I've been really lucky with how supportive our families have been. I know they are worried about me and might even think I'm a bit crazy. I'm okay with that. But none of them have said that to me or have told me horror stories or tried to talk me out of anything. It means a lot to me to not have to worry about being met with negativity and pessimism. So while I'm sure they think I'm out of my gourd, they've shown me nothing but support, both sides of my family, and for that I'm so grateful.
My dad has the utmost confidence in me, and today simply said "You can do it. You'll do fine." It's something he's said to me my whole life because that man believes I can do anything. They're words I'm hanging on to because I know he truly believes in me and believes I can do it, and that gives me so much motivation and encouragement. I know I'll think back to that moment when things are getting tough and I'm wanting to give up. Jason believes in me. My dad believes in me. They know I can do it. I can do it.

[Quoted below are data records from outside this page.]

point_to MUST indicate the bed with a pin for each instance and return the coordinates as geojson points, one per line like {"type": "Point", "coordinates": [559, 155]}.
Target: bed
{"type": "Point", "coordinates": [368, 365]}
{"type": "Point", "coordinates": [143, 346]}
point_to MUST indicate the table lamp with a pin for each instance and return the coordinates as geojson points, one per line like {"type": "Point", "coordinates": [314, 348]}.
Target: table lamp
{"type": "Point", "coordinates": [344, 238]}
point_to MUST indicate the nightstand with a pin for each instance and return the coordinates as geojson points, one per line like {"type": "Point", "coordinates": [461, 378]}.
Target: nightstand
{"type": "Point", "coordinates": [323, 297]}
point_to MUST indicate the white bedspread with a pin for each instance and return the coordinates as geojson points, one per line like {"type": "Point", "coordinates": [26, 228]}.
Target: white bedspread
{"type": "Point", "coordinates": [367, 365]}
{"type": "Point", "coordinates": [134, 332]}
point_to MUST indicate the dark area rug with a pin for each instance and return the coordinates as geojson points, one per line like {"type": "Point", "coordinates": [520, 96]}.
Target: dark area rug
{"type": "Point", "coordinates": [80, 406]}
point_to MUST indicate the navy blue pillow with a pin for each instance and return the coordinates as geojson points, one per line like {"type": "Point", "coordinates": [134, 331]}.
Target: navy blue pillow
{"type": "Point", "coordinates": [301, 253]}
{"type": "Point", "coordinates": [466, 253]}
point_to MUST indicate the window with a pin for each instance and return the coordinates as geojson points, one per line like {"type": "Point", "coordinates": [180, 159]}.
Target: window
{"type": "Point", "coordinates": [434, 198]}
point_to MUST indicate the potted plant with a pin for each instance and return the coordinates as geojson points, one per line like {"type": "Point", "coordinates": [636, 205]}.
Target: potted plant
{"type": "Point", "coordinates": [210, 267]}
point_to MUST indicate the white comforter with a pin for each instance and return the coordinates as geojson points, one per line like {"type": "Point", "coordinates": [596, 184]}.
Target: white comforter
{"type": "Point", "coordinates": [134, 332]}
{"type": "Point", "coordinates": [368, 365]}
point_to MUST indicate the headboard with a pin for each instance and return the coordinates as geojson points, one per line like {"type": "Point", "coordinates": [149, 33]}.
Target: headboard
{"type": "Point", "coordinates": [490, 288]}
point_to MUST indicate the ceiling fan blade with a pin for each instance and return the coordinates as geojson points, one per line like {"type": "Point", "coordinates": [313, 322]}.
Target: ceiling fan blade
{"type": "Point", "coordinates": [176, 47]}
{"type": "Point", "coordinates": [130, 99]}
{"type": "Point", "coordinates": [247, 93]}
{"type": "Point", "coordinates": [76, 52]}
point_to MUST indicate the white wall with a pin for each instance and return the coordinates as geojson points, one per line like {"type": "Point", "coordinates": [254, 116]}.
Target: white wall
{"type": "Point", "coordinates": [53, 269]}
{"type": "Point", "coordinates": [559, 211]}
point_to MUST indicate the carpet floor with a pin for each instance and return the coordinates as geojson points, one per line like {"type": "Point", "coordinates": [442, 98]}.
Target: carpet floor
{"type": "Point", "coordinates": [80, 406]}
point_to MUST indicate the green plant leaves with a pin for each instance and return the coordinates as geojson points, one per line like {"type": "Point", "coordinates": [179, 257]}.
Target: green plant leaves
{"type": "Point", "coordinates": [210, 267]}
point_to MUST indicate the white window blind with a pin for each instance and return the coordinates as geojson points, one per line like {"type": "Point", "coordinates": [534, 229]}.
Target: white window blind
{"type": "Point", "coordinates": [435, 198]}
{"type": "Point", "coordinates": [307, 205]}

Sorry, this whole natural birth thing has been dominating my thoughts lately so that's obviously spilling over into these posts. Let's move on to the usual.
How far along: 39 weeks (8/16/13)
Fruit: Watermelon
Symptoms: Nothing new. Heartburn and not the best sleep most nights.
Weight Gain: It's so funny. I'll gain 2lb one week and none the next. I think right now I'm right at 30lb.
Food cravings/aversions: None this entire pregnancy. I wish I would've gotten some random craving and sent Jason to the store at 2am, but alas, nothing.
Movement: I actually got worried for a day or two there because his movement decreased significantly, but it's back to normal now.
Labor signs: Had a few contractions the other night, but they weren't intense and they went away when I got up.
Nursery status: Done! Whew!!
Rings On/Off: Band on my pinky.
Doctor appointments: Last Tuesday I was 1cm and 60-70% effaced. It wasn't much of a change from the week before. I'm also GBS negative so that is awwwwesome!
Most memorable moment: Definitely having both sets of parents in our home today. It'll be the last time until we see them all at the hospital when Levi is here. The last time to see them before we become parents too. ::sings "The Circle of Life"::
Most anxious moment: Those couple days when I wasn't feeling him move as much. I even whipped out the doppler, which I have done in months probably.
Things purchased for baby: Got a few last-minute items. Bought my K'Tan and I'm sooo excited to use it. I even tried it out on Kitkat. She wasn't quite as excited.
Milestones: I think every day is a milestone now. :)
Next appointment: Dr. T on Wednesday.
Looking forward to: I guess the only thing left is birth. That's kind of a big deal, yeh?